The best forecasting is more science and less art. Companies spend countless hours/days/months/years trying to master their forecast in the hope that they will mitigate the risk of carrying too much inventory, losing sales due to out of stocks, or being stuck with a bunch of product that they thought would sell. To truly be successful at forecasting you have to stay close with what your customers are saying. Build a rock solid, demand-driven planning process that balances historical sales with market input from your supply chain, sales, marketing, and finance teams. Collectively all of the stakeholders build what is called a “consensus forecast“, which is used to drive all business functions across the entire organization. The heightened awareness of a demand-driven planning process once implemented will increase accountability in the forecast and allow the organization to march to a single drum beat. No one department or person should be surprised when the forecast accuracy is on point or off point, because the important thing is that its the company’s forecast, not sales, marketing, finance or supply chain alone.
3. Information Technology
In our experience information technology is arguably one of the more important aspects to truly adopting a demand-driven planning process. There is a tremendous amount of noise in the information being collected from the market and to react quickly you must be able to aggregate, analyze, and report key findings to adjust your demand or supply needs throughout the supply chain. First, identify the information you are collecting and then standardize how that information is captured/collected, which can be harder then it sounds, but starting with what and following with the how will expedite and enhance options in the long run. Secondly, establish your reporting structure, essentially answer this question, “what do you plan to do with the data?” Lastly, identify ways to automate the collection, and reporting of information. Companies that properly outline, implement, and execute information technology can streamline their operations and enhance their process flows.
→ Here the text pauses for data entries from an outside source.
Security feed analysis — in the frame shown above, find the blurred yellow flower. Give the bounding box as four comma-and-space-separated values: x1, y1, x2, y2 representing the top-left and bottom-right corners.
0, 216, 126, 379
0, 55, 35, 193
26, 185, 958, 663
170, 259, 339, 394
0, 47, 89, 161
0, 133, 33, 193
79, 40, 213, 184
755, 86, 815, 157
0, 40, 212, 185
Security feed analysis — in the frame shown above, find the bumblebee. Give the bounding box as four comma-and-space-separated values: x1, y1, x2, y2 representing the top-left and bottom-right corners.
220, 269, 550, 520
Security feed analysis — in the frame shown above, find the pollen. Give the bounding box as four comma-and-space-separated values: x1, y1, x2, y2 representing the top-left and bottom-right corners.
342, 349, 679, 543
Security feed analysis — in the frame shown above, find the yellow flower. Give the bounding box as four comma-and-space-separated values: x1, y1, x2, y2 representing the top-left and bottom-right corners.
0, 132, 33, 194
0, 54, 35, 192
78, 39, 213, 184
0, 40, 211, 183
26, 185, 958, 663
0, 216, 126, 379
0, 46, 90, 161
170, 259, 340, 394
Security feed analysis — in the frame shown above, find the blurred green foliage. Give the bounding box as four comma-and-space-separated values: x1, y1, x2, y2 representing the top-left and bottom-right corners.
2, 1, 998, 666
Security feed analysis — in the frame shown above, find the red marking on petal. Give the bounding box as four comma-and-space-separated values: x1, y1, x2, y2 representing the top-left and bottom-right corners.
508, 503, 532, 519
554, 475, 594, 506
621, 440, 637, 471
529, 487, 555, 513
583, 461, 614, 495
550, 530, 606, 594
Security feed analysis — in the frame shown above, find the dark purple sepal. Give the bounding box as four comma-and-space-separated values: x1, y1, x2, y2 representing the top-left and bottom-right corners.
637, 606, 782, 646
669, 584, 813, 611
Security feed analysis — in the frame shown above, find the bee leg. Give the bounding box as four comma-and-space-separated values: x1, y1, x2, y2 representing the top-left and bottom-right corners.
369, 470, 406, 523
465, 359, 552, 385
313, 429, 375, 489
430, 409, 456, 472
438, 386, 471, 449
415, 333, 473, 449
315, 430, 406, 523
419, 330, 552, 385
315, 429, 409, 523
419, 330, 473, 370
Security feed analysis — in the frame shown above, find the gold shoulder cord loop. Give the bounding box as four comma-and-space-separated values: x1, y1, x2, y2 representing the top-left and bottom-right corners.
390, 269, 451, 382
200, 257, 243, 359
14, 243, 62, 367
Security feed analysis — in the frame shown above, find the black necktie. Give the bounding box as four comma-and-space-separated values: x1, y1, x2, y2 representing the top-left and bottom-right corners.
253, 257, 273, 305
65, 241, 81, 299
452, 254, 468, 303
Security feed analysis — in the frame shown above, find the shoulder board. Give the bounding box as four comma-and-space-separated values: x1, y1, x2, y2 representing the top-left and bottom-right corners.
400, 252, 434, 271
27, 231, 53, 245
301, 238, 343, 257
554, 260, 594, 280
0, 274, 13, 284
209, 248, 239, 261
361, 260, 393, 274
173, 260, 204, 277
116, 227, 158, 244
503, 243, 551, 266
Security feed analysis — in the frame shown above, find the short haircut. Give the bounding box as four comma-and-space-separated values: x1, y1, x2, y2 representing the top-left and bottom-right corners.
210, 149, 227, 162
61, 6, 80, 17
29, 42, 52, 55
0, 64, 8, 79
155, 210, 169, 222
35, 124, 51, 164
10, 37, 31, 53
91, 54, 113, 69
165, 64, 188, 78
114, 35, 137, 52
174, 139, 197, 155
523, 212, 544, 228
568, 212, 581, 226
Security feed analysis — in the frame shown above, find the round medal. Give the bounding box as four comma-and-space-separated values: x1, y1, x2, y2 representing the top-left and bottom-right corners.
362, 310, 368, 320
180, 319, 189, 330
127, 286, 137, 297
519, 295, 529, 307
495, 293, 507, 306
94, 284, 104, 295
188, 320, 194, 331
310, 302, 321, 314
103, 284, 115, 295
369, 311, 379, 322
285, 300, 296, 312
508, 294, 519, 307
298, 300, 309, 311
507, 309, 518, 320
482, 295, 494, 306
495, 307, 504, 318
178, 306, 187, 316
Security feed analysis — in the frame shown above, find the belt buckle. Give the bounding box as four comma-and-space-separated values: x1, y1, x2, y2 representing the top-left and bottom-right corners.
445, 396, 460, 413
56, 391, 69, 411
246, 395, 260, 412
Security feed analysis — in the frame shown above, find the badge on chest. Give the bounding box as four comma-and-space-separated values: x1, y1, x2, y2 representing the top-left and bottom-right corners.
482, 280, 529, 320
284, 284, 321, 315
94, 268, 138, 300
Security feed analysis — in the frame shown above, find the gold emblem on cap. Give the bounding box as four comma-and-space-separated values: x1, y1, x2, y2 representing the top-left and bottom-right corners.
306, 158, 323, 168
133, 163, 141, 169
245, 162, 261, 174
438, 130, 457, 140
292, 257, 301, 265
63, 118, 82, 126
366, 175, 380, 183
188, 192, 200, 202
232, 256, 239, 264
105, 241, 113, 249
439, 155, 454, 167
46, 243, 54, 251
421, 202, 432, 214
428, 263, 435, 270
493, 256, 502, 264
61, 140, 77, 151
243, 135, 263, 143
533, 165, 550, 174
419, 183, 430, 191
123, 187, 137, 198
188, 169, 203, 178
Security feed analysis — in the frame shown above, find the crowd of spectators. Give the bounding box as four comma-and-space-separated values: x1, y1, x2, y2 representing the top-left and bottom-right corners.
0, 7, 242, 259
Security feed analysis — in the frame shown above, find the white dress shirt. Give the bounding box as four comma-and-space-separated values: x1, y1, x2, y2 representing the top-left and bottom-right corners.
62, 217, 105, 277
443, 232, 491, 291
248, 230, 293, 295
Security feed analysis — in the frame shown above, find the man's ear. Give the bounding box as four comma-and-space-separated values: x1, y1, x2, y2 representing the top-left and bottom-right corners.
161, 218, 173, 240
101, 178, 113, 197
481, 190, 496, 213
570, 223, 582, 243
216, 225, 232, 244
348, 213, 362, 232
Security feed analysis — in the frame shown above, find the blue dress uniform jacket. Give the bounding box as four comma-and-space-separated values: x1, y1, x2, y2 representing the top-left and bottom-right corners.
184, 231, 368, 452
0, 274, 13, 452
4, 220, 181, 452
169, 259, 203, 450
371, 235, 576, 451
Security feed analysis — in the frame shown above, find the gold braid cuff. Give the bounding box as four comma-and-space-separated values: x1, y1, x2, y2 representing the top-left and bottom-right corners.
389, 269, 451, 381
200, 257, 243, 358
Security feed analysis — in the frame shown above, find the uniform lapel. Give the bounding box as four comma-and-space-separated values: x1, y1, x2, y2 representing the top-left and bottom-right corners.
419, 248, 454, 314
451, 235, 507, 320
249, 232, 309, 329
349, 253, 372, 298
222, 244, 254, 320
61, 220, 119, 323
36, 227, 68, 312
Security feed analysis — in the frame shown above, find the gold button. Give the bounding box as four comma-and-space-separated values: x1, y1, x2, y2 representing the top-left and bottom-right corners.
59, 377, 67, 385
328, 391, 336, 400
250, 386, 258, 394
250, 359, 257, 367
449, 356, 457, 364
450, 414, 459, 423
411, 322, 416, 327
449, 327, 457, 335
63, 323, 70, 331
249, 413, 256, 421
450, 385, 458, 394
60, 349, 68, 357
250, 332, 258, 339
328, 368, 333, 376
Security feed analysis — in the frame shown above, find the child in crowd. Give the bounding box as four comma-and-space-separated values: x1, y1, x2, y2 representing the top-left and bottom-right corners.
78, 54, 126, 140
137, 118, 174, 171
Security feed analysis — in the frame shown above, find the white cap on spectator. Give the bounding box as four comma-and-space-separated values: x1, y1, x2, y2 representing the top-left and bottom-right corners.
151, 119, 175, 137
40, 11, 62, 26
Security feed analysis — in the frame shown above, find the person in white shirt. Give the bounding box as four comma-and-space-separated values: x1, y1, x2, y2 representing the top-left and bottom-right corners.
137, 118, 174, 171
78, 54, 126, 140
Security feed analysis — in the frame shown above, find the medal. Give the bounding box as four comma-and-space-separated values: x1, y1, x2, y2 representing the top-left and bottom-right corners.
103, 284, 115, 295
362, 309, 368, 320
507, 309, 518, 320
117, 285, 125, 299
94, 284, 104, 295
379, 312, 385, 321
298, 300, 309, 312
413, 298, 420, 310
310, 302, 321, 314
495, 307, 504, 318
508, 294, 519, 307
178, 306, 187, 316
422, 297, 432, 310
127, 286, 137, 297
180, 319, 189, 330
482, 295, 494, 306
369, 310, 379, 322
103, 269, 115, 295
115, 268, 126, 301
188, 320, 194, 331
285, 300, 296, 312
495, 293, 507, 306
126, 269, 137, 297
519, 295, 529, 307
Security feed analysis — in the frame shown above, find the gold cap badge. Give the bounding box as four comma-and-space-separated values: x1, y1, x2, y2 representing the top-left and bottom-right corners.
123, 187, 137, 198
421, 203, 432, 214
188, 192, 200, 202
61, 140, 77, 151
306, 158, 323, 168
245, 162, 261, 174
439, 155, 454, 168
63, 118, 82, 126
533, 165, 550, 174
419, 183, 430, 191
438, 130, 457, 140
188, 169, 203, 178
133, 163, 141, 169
4. Supply Chain Segmentation:
One best practice that we highly recommend is to establish a demand profile (segmentation). This can be used to segment customers, products, or groups of products into classes that are easier to forecast. Segmenting your customers into appropriate groups may help you determine which type of manufacturing process would be best to service their needs. For example, distributors who are viewed as key business partners have a vested interest in the amount if inventory they carry to service retailers, and they don’t want to carry too much or too little, just like your company. By identifying distributors as a single group, your company may decide that it makes logical sense to service distributors with a Make-to-Order (MTO) manufacturing process. MTO means that once an order is placed, manufacturing will produce exactly enough goods to fulfill the order. Distributors will then know exactly what products they will receive and when based on the manufacturing lead time, which secures their inventory position to service their customers. This is a win-win for both your company and your distributor and together you have both reduced your inventory exposure.
We hope the above approach to adopt a demand-driven planning process will give you the competitive advantage your company needs to soar past the competition.